Wake up people; they terrorists are declaring their intentions without fear or shame, so why do you try to ignore what they are not ashamed of declaring?
Why indeed? And why do we not make an equally loud declaration? Actually some of us have; it’s called The Bush Doctrine.

5 comments:

Dymphna said...

Evidently I wasn't clear: that was sarcasm. I was talking about the politcally correct view here: the one that refuses to call terrorists anything but insurgents and compares our soldiers in Gitmo to Nazis. I presumed the sarcasm and the reference would be obvious.

I'm fond of quoting this line from Peter Drucker and it is certainly apropos now: "communication is the act of the recipient." Obviously I failed to communicate.

Of course our military are not Nazis. It's preposterous, which is why I quoted it. Should have put scare quotes around "nazified."

goesh said...

- on the other hand, many Iraqis must have had doubts when American forces occupied the palaces of saddam hussein, did not shoot looters andwe medevac wounded insurgents for expensive, high tech treatment. I would wonder too. I would ask if I were an Iraqi, "why is the man trying to kill Americans given such good treatment yet our hospitals are lacking?" I might well be skeptical of democracy too if this is what it represents, and feel more comfortable with tribal and clan leaders and imams running the show.

goesh said...

- on the other hand, many Iraqis must have had doubts when American forces occupied the palaces of saddam hussein, did not shoot looters andwe medevac wounded insurgents for expensive, high tech treatment. I would wonder too.

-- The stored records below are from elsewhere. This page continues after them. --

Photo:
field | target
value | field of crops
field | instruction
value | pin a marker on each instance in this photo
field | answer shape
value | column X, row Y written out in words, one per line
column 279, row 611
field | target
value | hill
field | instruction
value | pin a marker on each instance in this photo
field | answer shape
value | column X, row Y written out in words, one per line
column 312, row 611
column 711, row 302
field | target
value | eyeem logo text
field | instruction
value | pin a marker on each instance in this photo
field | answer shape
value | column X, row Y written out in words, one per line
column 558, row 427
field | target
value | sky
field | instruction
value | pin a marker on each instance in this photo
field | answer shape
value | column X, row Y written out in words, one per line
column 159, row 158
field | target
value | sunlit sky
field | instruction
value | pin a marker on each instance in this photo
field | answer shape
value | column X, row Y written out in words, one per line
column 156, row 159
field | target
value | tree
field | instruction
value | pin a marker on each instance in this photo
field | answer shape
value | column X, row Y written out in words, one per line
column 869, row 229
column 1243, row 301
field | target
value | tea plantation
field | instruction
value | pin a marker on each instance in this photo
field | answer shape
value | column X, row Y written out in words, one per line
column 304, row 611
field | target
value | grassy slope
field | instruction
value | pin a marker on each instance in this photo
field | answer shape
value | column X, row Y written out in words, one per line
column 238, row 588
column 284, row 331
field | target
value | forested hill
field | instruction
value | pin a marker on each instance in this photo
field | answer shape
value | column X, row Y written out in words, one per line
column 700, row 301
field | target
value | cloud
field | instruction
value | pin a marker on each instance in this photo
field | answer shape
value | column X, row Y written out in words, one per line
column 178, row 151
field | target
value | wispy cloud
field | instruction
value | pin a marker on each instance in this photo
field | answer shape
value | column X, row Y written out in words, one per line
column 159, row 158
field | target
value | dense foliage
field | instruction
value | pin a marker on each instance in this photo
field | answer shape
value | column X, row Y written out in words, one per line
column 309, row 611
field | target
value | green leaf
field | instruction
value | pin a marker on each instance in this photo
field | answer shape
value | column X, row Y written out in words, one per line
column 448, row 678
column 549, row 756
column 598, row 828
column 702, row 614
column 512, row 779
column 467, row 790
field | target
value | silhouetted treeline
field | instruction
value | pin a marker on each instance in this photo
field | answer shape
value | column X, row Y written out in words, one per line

I would ask if I were an Iraqi, "why is the man trying to kill Americans given such good treatment yet our hospitals are lacking?" I might well be skeptical of democracy too if this is what it represents, and feel more comfortable with tribal and clan leaders and imams running the show.

Dymphna said...

Rightaroundhere: look at Drucker's aphorism. Communication *is* the act of the recipient and one can therefore infer that the failure to communicate does not fall on the one who hears but the one who speaks. Grok?

Goesh--

You've been MSM'ed my child. You should see what we've done for Iraqi hospitals. And the thousands of pounds of medical books that have been delivered to Iraqi medical schools when we found out they were using photocopied out-dated books because they couldn't get any.

I need to post some Chrenkoff type stuff just so we can brag. Man we are doing sooo much good over there but the gatekeepers have the lid screwed down so tight none of it leaks out.

OTOH, I agree that the Arab mindset does not exactly get the compassionate approach so we have a rather large macho culture gap. Like maybe a chasm...

goesh said...

I'm far from being a MSM poster child, but having had my war I know all is never quite as rosy as the one side claims nor nearly as bad as the other side wants it to be. Hopefully lessons learned from Iraq will be applied when needed. Lots of things have been built and situations turned around, no doubt, but the fact that the jihadis are turning from mostly attacking American soliders to bombing civilians tells us something. Hearts and minds, to use a phrase from my war, are not won over with construction and services alone. At this stage, clan and tribal leaders and imams are easier to trust than Americans and a still-forming government. That as I see it is pretty much a simple fact, devoid of political and moral affiliation.